Воронцов сел рядом, я молча подвинул ему кружку, из которой еще не пил. Он отхлебнул, вытер пену и только потом повернулся ко мне. Выглядел неплохо: где-то раздобыл приличную одежду, умылся, синяки почти зажили…
— Я знал, что ты туда пойдешь. — сказал он вместо приветствия.
— Хотел попрощаться.
— Понимаю. Ну… И что дальше?
— Траск.
— Вот так просто?
Я сфокусировал взгляд на Воронцове.
— Просто? Ты, блин, считаешь, что это просто?
— Не горячись. Я, может, не так выразился…
— Ну так выражайся яснее! — ухватить кружку удалось не с первого раза.
— Ты что, пьян?
— Угадай.
Я кивнул на батарею бутылок, кружек, рюмок, разодранный пакет с сушеной воблой, забитую окурками пепельницу… От всего этого, особенно от запаха рыбы, сильно мутило. Но остановиться я уже не мог.

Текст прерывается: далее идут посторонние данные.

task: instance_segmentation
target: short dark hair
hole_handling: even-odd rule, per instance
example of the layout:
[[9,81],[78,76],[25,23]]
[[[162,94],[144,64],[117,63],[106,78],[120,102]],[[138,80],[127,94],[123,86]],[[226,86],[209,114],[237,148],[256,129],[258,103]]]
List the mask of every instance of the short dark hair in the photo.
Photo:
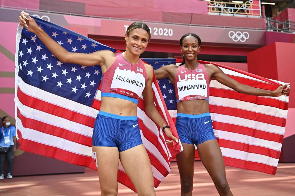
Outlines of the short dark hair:
[[6,118],[9,118],[9,117],[7,116],[5,116],[2,118],[2,121],[1,122],[3,122],[3,121],[4,121],[4,120],[5,120],[5,119],[6,119]]
[[[180,40],[179,40],[179,44],[180,45],[180,46],[182,47],[182,41],[183,40],[183,39],[184,39],[185,37],[186,37],[187,36],[194,36],[198,40],[198,43],[199,44],[199,46],[201,46],[201,43],[202,43],[202,41],[201,41],[201,38],[200,38],[200,37],[199,37],[197,35],[195,34],[195,33],[186,33],[183,35],[183,36],[181,37],[181,38],[180,38]],[[179,65],[179,66],[180,65],[182,65],[183,64],[185,63],[185,59],[184,59],[184,56],[183,58],[183,61],[182,63],[181,63]]]
[[127,36],[129,36],[130,32],[132,30],[136,28],[142,28],[145,30],[148,34],[148,40],[149,41],[151,39],[151,32],[150,31],[150,29],[145,23],[142,22],[135,22],[129,25],[126,31],[126,35]]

Здесь, в отвратительной, засиженной мухами забегаловке, были люди. Такие же отбросы общества, как и я. Они не смотрели с отвращением на испачканные сажей и кровью, распухшие лица, не обращали внимания на драную одежду и сбитые, не по размеру, башмаки… Здесь все были такие. Тихо сидели за столиками, негромко переговаривались, выпивали… Мы, одинокие каждый по-своему, вместе были обществом.
Когда я попытался донести до Воронцова эту глубокую, полную скрытого смысла идею, он самым невежливым образом раздвоился. Тогда я обиделся, и закрыл глаза, чтобы больше на него не смотреть.
— Тебе надо поспать. — сказал он.
Самолет оставил в моей душе черную, полную обломков и человеческих останков, брешь.
Конечной точкой его падения стал госпиталь: огромный «Боинг» просто раздавил бетонные коробки зданий, сравняв их с землей.
— Ты ел что-нибудь? — не отставал Воронцов.
К горлу подкатила жгуче-горькая рвота.
— Не говори больше о еде. Никогда. Отныне я буду только пить.
— Ты серьезно?
— Более чем. Алкоголь поддержит когнитивные функции на должном уровне, пока… Пока они будут мне нужны. — я начал крениться.
— Послушай… — он поймал меня за шиворот. — Я знаю, что ты задумал. Считаешь, это выход?
— Смотря для кого…
— Для тебя! Думаешь, отомстив, ты заглушишь боль?
— Нет. Но кто-то же должен. — я посмотрел в глаза Воронцову. — Ты этого не видел. Если б видел, то понял бы…
— Я видел.
— Что?
— Я видел! Я там тоже был… Согласен, это нельзя так оставить, но… Как же правосудие? Мы же не на диком западе, в конце концов. Суд Линча…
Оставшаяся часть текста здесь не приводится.